Pouco depois, o padrasto, a mãe e as duas filhas deixaram Porto Seguro sem informar o paradeiro. Segundo apurou o Ministério Público da Bahia, uma notificação enviada pelos Correios à família retornou com a informação de que os moradores haviam “mudado-se”. Levantamentos indicaram que o grupo teria se mudado para o Espírito Santo, e populares informaram que a família teria fugido “supostamente para o município de Vitória-ES”. Diante da impossibilidade de dar continuidade ao acompanhamento psicossocial, a promotoria determinou, em outubro de 2023, o arquivamento do procedimento administrativo, remetendo cópia à área criminal do órgão para as providências cabíveis.
O caso ganhou novos contornos em dezembro de 2024, quando a Polícia Civil da Bahia representou judicialmente pela prisão preventiva do suspeito. Segundo a representação, a filha mais velha do casal, então com 11 anos, engravidou do padrasto e teve a criança em 25 de janeiro de 2024, em um hospital de São Mateus, no Norte do Espírito Santo, conforme certidão de nascimento anexada ao processo.
De acordo com o documento policial, o pai biológico das crianças relatou à polícia que só descobriu o endereço e o contato da ex-companheira algum tempo depois da fuga, e que “só nesta oportunidade” veio a saber que a filha estava grávida — fato que, segundo a autoridade policial, “foi omitido [pela mãe das crianças] durante todo o tempo”. A representação afirma que isso, somado ao comportamento de fuga do casal, “faz presumir (…) que a mesma sabia dos abusos cometidos pelo seu companheiro, mas se omitiu na proteção da filha, continuando o relacionamento com o investigado”.
O documento aponta ainda que, após a mudança da guarda para o pai, a adolescente retornou a Porto Seguro, onde atualmente reside com o genitor, os irmãos e a própria filha, hoje um bebê. Já o suspeito e a mãe da jovem permaneceram no Espírito Santo por um período, o que, segundo a Polícia Civil, “dificultou a investigação do delito em tela demasiadamente”.
A representação policial menciona também uma publicação que circulou em grupos de WhatsApp à época do desaparecimento da família, alertando “pastores das igrejas evangélicas” para que não aceitassem o suspeito em suas congregações, identificando-o como foragido e afirmando que ele teria engravidado a própria enteada. A publicação teve repercussão na comunidade e foi anexada ao processo como prova da comoção causada pelo caso.

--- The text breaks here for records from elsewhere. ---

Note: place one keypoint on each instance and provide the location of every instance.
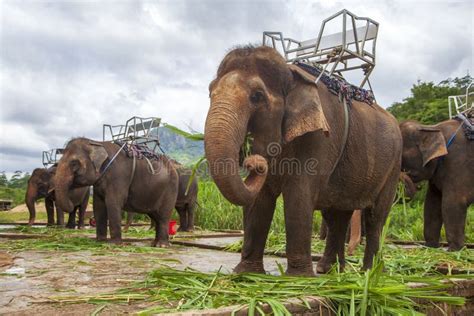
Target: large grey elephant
(185, 202)
(120, 183)
(450, 175)
(298, 150)
(41, 185)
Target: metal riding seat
(136, 130)
(52, 156)
(461, 107)
(350, 49)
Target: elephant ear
(98, 155)
(303, 110)
(432, 144)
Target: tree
(428, 102)
(3, 179)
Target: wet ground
(29, 280)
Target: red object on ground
(172, 228)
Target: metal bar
(355, 35)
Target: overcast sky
(67, 68)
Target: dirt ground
(39, 276)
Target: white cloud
(67, 68)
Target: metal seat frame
(52, 156)
(136, 130)
(334, 49)
(460, 103)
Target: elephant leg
(114, 215)
(59, 218)
(190, 210)
(183, 218)
(100, 214)
(375, 218)
(454, 217)
(257, 220)
(161, 228)
(299, 228)
(49, 204)
(323, 231)
(355, 236)
(82, 214)
(337, 222)
(433, 219)
(130, 216)
(71, 223)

Buscas informais realizadas pela própria polícia identificaram, mais recentemente, que o suspeito teria retornado a Porto Seguro e estaria circulando pelo bairro Paraguai. Segundo a representação, “três moradores que não quiseram se identificar” confirmaram avistamentos do suspeito na região, embora não soubessem precisar o endereço onde ele estaria residindo.
Na representação pela prisão preventiva, a delegada responsável pelo caso argumenta que “o crime abalou a comunidade local”, que “o perfil do indivíduo deixa absolutamente claro a falta de escrúpulos e potencial de cometer novos delitos” e que há “concreta possibilidade de fuga”. O documento pede ainda autorização para realização de exame de DNA no suspeito, prevendo que, em caso de recusa, seja utilizado “algum material descartado pelo investigado” durante seu interrogatório, para fins de confronto genético.
Em paralelo, a Polícia Civil baiana solicitou ao Ministério Público (MPBA) o ajuizamento de ação cautelar de produção antecipada de prova, na modalidade de depoimento especial, para que a adolescente relate os fatos uma única vez, com acompanhamento de profissionais capacitados, evitando a repetição do relato e o contato direto com o suspeito, conforme prevê a Lei nº 13.431/2017.
Em nota, a Polícia Civil da Bahia informou que “o procedimento foi remetido à Justiça em 17 de setembro de 2025, com o indiciamento do suspeito por estupro de vulnerável e por tentativa de aborto”. Questionamos se o pedido de prisão preventiva feito pela PC à Justiça foi ou não deferido, se o suspeito foi preso, mas não havia resposta até a última atualização deste texto.